In this post, I will only provide an introduction to Intent and its risks.

Resources used: Lagrangian Intent Research

Introduction

Today, we have two ways to interact with a Blockchain:

  1. By using a centralized exchange, we delegate the control of our keys and funds to third parties. This provides a better user experience, but we do not retain any sovereignty.
  2. Self-custody and self-interaction with the blockchain: We maintain control of our keys and initiate our blockchain interactions. We must be prepared to navigate a jungle, which entails higher risks of scams, but it also allows us to retain our sovereignty.

Well, Intents are in between. You keep your sovereignty, but you enable “how much I accept to delegate to third parties”.

Benefits:

  • Improve UX: Third parties subsidize your gas/pay gas in different tokens.
  • Better execution: No need to predefine a route when the user signs the message. Why? Because intents get matched and executed together.
  • More transparency through an open mempool and collaborative architecture.

The EVM is not built to support Intents. We need to create a new infrastructure with a different mempool standard, and this time it’s an open mempool (but be careful, as this is not the case for all projects).

So, what are Intents?

Imo, Intents are not well-defined yet and are still in production. We need additional feedback to precisely understand what they look like.

The current way to define the essence of Intents is that they represent state changes, bringing you to your desired future state.

How do users interact or initiate their goals?

  1. Create their desired outcome
  2. Propagate it to an Intent pool, allowing discovery by solvers
  3. Matching is founded and monitored by Solvers, they specified the state transitions
  4. Execution, Solvers submit the transactions to the blockchain to be executed and settled
  5. Validation and verification by an oracle before releasing payments

Where does the complexity lie?

  • need to have a system/infrastructre, capable of recognizing the language used by user’s
  • the more the language is formal. The more formal the language, the more difficult it is to determine the statements.
    • It’s restricted to a specific space, such as EVM, and defining the best path within this space is essential.
    • Additionally, it needs to be recognized and interpreted by the system to establish if a statement can or cannot be proved.

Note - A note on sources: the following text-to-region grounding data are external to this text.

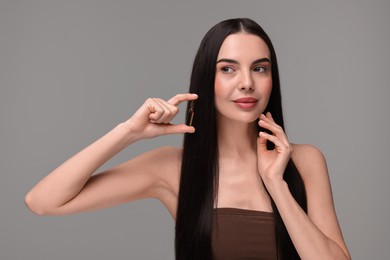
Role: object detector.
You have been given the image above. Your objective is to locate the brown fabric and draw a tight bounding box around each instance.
[212,207,277,260]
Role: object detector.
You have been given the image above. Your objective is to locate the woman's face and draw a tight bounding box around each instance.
[214,33,272,124]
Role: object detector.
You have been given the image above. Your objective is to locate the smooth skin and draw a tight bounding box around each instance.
[25,33,350,259]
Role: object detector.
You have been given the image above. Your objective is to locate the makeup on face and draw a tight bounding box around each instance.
[214,33,273,123]
[215,57,271,77]
[232,97,258,110]
[216,57,271,65]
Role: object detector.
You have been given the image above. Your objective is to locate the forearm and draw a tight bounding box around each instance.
[266,181,349,260]
[25,123,137,214]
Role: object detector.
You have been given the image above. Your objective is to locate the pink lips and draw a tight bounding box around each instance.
[232,97,258,109]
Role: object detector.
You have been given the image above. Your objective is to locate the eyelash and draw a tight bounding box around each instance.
[221,67,235,73]
[220,66,267,73]
[254,66,267,73]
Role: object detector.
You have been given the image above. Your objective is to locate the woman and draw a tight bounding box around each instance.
[25,18,350,259]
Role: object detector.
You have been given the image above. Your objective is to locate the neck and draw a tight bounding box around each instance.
[217,114,259,159]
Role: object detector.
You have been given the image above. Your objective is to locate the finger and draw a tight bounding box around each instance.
[259,114,289,147]
[258,118,289,145]
[153,98,177,123]
[259,131,288,152]
[259,114,285,135]
[168,93,198,106]
[162,99,180,120]
[257,132,269,153]
[259,131,292,167]
[259,116,280,133]
[161,124,196,135]
[260,112,276,124]
[148,99,165,122]
[259,113,275,124]
[266,111,273,120]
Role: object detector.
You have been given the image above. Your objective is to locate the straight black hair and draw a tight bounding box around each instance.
[175,18,307,259]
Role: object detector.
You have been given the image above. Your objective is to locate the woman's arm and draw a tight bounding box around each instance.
[257,112,351,259]
[24,93,197,216]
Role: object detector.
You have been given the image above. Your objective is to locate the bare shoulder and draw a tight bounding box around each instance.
[290,143,334,217]
[291,143,328,182]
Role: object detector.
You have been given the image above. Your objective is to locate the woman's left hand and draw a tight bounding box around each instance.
[257,112,292,186]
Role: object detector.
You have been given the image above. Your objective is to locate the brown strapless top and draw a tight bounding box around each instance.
[212,207,278,260]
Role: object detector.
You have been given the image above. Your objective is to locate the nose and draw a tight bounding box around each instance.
[238,70,254,92]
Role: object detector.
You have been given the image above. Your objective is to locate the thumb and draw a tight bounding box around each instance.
[162,124,196,135]
[257,132,268,153]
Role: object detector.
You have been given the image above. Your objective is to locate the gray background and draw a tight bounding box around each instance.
[1,0,389,259]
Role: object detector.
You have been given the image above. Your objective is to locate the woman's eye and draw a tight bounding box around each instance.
[254,66,266,73]
[221,67,234,73]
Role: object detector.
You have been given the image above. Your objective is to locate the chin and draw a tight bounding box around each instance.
[218,112,260,124]
[216,104,264,124]
[239,109,263,122]
[242,115,261,123]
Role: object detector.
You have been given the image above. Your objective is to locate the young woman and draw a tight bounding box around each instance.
[25,18,350,259]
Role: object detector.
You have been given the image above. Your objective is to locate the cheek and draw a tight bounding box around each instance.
[214,75,236,98]
[261,77,273,99]
[214,76,226,98]
[266,78,273,96]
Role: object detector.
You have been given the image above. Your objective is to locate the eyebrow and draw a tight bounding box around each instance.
[216,57,271,65]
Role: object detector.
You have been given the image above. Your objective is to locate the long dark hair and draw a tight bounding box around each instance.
[175,18,307,259]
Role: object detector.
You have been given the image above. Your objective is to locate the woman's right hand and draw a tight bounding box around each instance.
[123,93,198,139]
[24,93,198,216]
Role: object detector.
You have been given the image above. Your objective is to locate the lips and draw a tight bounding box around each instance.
[233,97,258,103]
[232,97,258,109]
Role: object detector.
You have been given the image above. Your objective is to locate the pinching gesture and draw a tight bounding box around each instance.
[257,112,293,186]
[124,93,198,140]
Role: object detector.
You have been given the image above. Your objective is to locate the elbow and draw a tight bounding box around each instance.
[24,192,48,216]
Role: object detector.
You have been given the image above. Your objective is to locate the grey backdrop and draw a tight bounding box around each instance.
[1,0,389,259]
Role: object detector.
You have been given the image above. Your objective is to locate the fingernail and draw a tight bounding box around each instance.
[260,114,266,119]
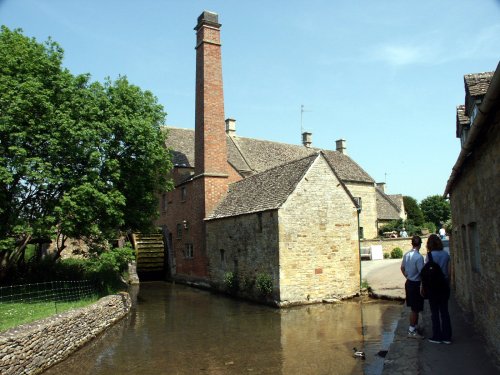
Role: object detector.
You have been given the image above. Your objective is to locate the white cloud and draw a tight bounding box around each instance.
[377,45,424,66]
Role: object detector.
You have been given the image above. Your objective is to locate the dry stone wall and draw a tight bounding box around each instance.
[361,236,430,256]
[0,293,131,375]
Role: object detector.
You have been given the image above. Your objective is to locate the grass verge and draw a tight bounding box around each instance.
[0,297,98,332]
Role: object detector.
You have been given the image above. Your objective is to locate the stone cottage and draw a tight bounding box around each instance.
[375,182,406,233]
[155,11,403,304]
[205,152,359,305]
[444,63,500,361]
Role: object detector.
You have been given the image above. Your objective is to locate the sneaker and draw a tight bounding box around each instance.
[407,330,424,339]
[442,340,451,345]
[428,338,441,344]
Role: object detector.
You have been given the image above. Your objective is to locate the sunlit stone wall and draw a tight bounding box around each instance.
[278,156,360,304]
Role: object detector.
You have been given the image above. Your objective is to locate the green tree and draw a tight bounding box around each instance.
[420,195,451,230]
[403,196,424,226]
[0,27,172,270]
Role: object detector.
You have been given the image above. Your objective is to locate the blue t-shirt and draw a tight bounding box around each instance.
[425,250,450,279]
[402,248,424,282]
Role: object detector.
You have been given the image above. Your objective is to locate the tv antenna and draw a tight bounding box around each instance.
[300,104,312,141]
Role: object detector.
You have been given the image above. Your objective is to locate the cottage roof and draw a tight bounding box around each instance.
[162,127,374,183]
[376,188,401,220]
[464,71,494,98]
[445,63,500,196]
[464,71,494,114]
[207,153,319,220]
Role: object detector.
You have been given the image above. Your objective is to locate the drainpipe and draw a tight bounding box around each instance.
[357,205,362,291]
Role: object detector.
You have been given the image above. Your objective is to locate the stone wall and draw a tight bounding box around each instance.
[0,293,131,375]
[344,181,378,239]
[206,210,280,301]
[360,236,429,256]
[278,156,359,304]
[448,111,500,362]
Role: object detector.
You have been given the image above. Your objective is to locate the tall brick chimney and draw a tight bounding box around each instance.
[194,11,227,176]
[193,10,229,218]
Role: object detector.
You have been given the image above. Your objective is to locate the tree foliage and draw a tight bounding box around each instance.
[420,195,451,230]
[0,26,172,269]
[403,196,424,226]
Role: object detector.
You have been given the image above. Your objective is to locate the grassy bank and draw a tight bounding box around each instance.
[0,296,98,332]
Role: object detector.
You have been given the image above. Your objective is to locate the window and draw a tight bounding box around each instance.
[354,197,362,211]
[184,243,193,259]
[176,224,182,239]
[359,227,364,239]
[181,187,187,201]
[460,126,470,147]
[220,249,225,265]
[461,224,468,264]
[162,193,168,212]
[257,213,263,233]
[468,222,481,273]
[469,102,480,127]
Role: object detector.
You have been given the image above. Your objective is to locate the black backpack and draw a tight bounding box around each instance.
[420,252,448,298]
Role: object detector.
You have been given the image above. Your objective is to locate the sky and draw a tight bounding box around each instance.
[1,0,499,202]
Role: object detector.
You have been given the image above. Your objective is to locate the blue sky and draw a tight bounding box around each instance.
[1,0,499,201]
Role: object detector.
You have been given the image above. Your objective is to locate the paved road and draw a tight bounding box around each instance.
[361,259,405,299]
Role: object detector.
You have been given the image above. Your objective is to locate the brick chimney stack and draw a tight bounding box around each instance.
[194,11,227,176]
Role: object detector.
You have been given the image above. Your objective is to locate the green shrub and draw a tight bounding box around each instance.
[391,247,403,259]
[360,279,372,293]
[83,246,135,294]
[443,219,452,235]
[383,252,390,259]
[223,271,237,291]
[1,246,135,295]
[256,272,273,296]
[421,222,436,234]
[378,219,402,236]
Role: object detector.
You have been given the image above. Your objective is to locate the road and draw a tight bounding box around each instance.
[360,259,405,299]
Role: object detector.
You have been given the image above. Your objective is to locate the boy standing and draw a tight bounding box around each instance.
[401,235,425,338]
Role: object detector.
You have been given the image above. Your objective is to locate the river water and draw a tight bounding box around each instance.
[43,282,402,375]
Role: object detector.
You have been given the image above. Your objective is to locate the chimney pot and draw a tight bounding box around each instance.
[195,10,220,30]
[225,118,236,135]
[336,139,347,155]
[302,132,312,148]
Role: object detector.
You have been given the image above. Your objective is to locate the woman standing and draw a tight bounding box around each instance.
[424,234,452,344]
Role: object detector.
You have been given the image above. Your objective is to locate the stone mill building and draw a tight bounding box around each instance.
[155,11,405,306]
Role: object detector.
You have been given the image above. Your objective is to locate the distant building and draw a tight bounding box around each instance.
[155,11,404,305]
[444,62,500,360]
[375,182,406,232]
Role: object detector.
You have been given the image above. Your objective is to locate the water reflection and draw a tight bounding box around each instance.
[43,282,402,375]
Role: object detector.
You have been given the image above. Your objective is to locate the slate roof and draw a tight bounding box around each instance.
[162,127,374,184]
[207,153,319,219]
[376,188,401,220]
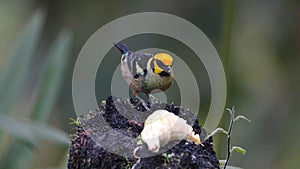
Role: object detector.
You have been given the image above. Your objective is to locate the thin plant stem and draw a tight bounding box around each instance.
[224,107,235,169]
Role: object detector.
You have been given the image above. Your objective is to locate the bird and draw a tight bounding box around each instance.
[113,42,174,111]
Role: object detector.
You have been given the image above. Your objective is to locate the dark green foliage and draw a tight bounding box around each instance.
[0,10,73,169]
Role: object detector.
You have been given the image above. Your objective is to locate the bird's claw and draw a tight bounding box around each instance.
[139,99,150,111]
[134,96,150,111]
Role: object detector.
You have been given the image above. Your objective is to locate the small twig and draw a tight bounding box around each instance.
[131,146,142,169]
[224,107,235,169]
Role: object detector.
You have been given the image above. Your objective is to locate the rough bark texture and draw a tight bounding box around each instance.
[68,96,219,169]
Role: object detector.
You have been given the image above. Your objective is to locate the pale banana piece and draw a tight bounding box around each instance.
[141,110,202,153]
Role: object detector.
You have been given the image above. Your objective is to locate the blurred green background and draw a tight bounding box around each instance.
[0,0,299,169]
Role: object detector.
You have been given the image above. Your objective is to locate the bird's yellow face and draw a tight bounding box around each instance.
[153,53,173,75]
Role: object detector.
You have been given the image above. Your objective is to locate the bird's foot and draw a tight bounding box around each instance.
[134,96,150,111]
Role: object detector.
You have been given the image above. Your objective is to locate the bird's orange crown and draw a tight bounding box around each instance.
[153,53,173,66]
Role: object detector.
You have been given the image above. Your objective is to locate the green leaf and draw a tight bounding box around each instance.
[0,111,69,169]
[31,123,69,145]
[219,160,226,166]
[230,146,246,155]
[0,112,69,146]
[136,135,143,145]
[0,10,44,113]
[0,112,37,147]
[69,117,80,126]
[30,29,73,122]
[234,115,251,123]
[0,10,45,168]
[16,29,73,169]
[204,127,228,141]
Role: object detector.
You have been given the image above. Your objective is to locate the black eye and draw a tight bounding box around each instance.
[159,71,170,77]
[156,59,172,72]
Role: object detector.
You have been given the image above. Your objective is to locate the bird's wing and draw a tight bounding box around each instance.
[127,52,153,78]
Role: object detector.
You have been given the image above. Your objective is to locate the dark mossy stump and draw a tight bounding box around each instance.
[68,96,219,169]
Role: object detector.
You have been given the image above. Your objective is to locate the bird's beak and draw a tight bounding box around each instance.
[166,66,172,73]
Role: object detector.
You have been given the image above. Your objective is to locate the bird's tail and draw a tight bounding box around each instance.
[113,42,130,54]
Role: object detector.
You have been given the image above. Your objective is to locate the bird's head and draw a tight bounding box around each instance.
[152,53,173,76]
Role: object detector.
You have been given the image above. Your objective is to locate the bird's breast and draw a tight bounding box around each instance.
[143,72,173,93]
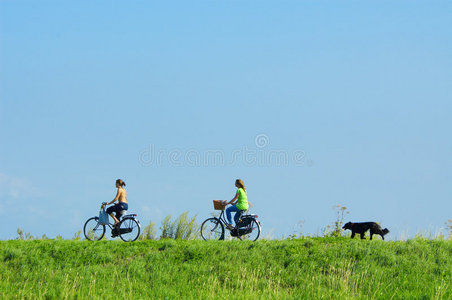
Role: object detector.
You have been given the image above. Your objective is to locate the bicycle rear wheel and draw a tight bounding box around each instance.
[238,219,261,241]
[83,217,105,241]
[201,218,224,241]
[118,217,141,242]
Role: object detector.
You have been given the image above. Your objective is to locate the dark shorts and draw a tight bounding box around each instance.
[106,202,128,215]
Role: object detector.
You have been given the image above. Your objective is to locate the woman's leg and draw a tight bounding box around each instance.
[106,204,120,225]
[226,205,239,225]
[110,213,120,225]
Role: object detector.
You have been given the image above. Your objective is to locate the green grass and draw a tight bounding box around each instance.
[0,238,451,299]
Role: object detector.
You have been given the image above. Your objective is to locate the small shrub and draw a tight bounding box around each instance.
[16,228,34,240]
[140,221,157,240]
[174,212,198,240]
[73,230,82,241]
[160,212,199,240]
[323,205,349,237]
[16,228,24,240]
[160,215,174,239]
[446,219,452,240]
[288,220,304,240]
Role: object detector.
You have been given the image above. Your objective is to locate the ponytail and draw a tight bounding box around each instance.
[116,179,126,187]
[235,179,246,193]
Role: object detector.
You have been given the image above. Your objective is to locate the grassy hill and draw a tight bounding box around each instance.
[0,238,451,299]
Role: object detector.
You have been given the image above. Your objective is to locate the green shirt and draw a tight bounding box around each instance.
[236,188,248,210]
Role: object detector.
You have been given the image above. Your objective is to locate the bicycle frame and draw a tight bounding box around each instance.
[217,209,251,225]
[217,210,228,226]
[96,204,139,237]
[100,204,138,226]
[105,214,139,229]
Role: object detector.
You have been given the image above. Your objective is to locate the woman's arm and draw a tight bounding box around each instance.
[227,193,239,205]
[107,189,121,205]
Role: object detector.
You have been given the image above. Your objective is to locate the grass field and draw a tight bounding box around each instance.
[0,238,451,299]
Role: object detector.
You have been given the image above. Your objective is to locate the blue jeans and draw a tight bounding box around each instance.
[226,205,244,225]
[106,202,128,215]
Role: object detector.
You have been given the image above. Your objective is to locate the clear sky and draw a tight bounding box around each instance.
[1,1,451,240]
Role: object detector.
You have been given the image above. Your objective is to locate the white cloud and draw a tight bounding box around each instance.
[140,205,164,222]
[0,173,43,199]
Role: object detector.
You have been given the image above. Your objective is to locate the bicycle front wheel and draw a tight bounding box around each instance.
[119,217,141,242]
[238,219,261,241]
[201,218,224,241]
[83,217,105,241]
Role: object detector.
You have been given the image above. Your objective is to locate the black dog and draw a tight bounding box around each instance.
[342,222,389,240]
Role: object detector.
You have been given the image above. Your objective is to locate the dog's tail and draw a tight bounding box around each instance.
[382,228,390,235]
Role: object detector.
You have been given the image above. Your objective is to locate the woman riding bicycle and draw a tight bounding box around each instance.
[106,179,128,226]
[225,179,248,229]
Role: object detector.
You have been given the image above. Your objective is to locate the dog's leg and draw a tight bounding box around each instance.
[360,233,365,239]
[380,234,385,240]
[370,233,373,240]
[351,232,355,239]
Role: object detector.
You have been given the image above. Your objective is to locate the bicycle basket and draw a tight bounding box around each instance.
[213,200,225,211]
[98,210,109,225]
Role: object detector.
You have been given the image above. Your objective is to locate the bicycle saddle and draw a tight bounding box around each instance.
[116,210,128,219]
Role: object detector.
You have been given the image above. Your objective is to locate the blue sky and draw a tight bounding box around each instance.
[1,1,451,239]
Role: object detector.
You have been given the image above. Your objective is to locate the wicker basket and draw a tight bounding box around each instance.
[213,200,226,211]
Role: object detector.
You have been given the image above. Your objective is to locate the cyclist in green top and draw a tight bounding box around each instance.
[225,179,249,229]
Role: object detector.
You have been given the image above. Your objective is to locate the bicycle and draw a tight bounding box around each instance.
[200,200,261,241]
[83,202,141,242]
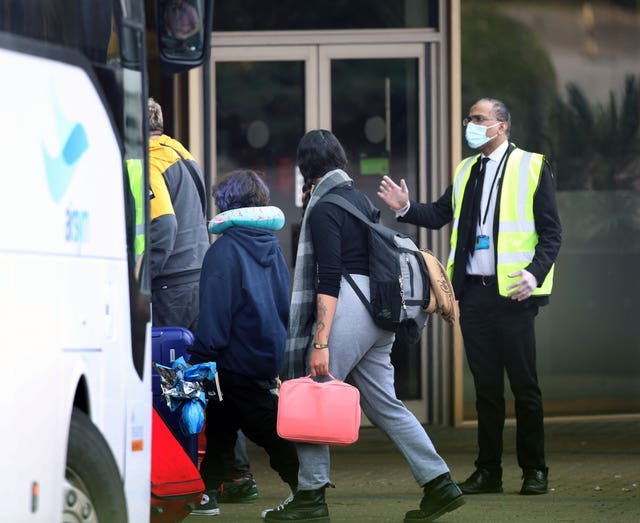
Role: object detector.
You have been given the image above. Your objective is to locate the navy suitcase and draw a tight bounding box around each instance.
[152,326,200,466]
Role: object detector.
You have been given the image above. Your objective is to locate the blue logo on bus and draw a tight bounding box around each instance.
[42,89,89,202]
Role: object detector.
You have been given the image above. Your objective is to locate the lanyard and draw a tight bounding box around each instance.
[478,148,508,233]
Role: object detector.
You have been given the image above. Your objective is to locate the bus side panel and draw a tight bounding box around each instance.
[0,45,150,520]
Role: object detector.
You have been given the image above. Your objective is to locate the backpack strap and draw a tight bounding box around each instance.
[322,192,430,311]
[159,143,207,218]
[321,194,378,313]
[341,270,374,316]
[322,193,394,243]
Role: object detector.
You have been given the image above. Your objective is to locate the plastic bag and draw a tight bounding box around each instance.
[153,357,221,435]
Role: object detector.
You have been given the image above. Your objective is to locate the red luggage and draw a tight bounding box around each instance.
[152,326,200,465]
[151,408,205,523]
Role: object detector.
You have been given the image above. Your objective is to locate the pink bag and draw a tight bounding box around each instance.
[277,375,361,445]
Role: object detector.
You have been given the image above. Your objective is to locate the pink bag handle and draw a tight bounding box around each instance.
[304,373,336,382]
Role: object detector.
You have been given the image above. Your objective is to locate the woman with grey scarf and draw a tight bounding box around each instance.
[265,130,465,523]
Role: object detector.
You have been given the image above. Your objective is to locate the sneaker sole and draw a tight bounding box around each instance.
[191,508,221,516]
[218,491,260,503]
[403,495,465,523]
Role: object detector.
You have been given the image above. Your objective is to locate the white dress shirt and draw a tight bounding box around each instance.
[466,139,510,276]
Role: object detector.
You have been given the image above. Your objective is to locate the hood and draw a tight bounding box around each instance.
[224,226,281,267]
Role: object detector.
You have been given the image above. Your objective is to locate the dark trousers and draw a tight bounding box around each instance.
[460,281,546,472]
[199,370,299,492]
[151,280,200,332]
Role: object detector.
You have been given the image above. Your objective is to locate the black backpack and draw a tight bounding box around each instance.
[322,193,430,344]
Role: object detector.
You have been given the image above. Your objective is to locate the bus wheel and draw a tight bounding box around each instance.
[64,407,128,523]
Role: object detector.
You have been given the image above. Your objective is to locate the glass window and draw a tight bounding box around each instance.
[330,57,423,399]
[461,0,640,417]
[214,0,438,31]
[216,60,306,268]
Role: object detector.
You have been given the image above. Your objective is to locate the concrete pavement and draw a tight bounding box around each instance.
[185,417,640,522]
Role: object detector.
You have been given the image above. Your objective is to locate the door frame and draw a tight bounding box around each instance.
[317,44,431,422]
[202,41,448,424]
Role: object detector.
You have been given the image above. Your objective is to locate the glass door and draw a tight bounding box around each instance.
[318,45,429,416]
[212,43,430,420]
[212,46,317,267]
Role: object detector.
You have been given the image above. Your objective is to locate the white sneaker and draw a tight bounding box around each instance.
[261,492,294,519]
[191,491,221,516]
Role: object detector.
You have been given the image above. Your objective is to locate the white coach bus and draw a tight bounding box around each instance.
[0,1,211,521]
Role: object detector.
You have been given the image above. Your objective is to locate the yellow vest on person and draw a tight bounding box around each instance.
[446,146,555,297]
[126,158,145,260]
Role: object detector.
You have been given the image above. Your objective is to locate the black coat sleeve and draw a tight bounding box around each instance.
[397,185,454,230]
[526,161,562,285]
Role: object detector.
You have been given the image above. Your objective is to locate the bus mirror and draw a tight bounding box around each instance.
[157,0,213,74]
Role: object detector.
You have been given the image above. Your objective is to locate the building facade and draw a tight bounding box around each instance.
[158,0,640,426]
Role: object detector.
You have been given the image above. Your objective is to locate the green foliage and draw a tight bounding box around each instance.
[461,1,557,154]
[461,1,640,191]
[548,75,640,190]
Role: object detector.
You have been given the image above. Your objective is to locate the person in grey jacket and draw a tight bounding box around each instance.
[148,97,209,330]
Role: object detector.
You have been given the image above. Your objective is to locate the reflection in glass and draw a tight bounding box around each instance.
[215,61,305,269]
[214,0,438,31]
[461,0,640,417]
[159,0,203,59]
[331,57,423,399]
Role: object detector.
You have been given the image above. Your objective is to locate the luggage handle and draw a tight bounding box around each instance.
[304,373,337,383]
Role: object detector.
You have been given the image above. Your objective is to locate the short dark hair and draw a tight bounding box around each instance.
[479,97,512,136]
[213,169,270,213]
[296,129,347,182]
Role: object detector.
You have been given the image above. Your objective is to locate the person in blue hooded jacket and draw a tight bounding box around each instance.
[188,169,298,518]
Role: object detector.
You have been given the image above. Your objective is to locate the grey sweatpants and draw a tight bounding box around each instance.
[296,274,450,490]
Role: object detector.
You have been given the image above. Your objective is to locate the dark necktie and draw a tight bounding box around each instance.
[468,157,490,254]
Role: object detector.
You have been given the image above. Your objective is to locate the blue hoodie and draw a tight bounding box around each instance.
[189,226,290,379]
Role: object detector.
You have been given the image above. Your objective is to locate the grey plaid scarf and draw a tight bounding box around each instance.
[280,169,353,380]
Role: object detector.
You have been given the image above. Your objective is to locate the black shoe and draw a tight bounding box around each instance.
[263,488,329,522]
[261,492,294,520]
[191,489,221,516]
[457,468,503,494]
[404,473,465,522]
[218,474,259,503]
[520,468,548,495]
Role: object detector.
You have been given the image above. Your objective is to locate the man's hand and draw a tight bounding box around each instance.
[378,175,410,211]
[506,269,538,301]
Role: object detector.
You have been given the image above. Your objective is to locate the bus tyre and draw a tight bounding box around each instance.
[65,407,128,523]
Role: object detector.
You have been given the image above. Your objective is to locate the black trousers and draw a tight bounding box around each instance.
[151,280,200,332]
[199,370,299,492]
[460,281,546,472]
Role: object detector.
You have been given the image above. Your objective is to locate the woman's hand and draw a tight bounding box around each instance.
[311,293,337,377]
[309,346,329,377]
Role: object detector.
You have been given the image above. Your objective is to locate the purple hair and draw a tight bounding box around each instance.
[213,169,270,213]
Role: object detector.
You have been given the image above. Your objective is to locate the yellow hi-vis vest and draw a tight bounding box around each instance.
[446,146,555,297]
[126,158,145,260]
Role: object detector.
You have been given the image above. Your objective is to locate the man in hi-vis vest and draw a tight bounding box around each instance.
[377,98,561,497]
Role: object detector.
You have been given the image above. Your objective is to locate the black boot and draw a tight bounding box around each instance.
[263,487,329,522]
[404,472,465,522]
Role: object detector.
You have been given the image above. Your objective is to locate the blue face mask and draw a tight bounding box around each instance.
[465,121,500,149]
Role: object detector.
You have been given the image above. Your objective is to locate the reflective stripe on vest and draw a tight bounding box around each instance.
[126,159,145,259]
[496,149,553,296]
[446,147,555,297]
[446,155,480,279]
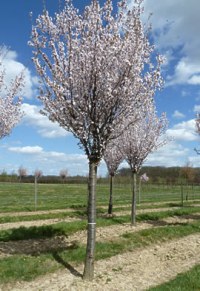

⇒ This requires a good UX; users have to know what they can exactly ask. Furthermore, Intent researchers must be enabled to read and execute this new statement.

Where are the risks?

I like this quotation from David Crapis: I think the limits of intent-based models are closely related to alignment: the ability to express my preference & the risk that such preference will be satisfied to an acceptable degree.

In the way ’express your goal’, we need to consider how to express ‘what’s not my goal’.

Also, Quintus makes valuable points here here

Closed and Permissioned Intent Pool:

  • In a closed and permissioned intent pool, bad actors can gain majority access to the pool, risking centralizing the builder market.
  • Permissioned pools require trusting the permissioned parties, and this trust is difficult to change.
  • By providing a greater degree of possibility, MEV actors have more opportunities to manipulate the pool if it is closed.

The best way to understand Intents is to ask ourselves whether they are appealing, and to read the criticisms to this new narrative. Many pieces of content and documentation simply incorporate buzzwords into their articles, obscuring the true value and risks of Intents.

Fun fact: Google introduced the concept of Web Intent several years ago.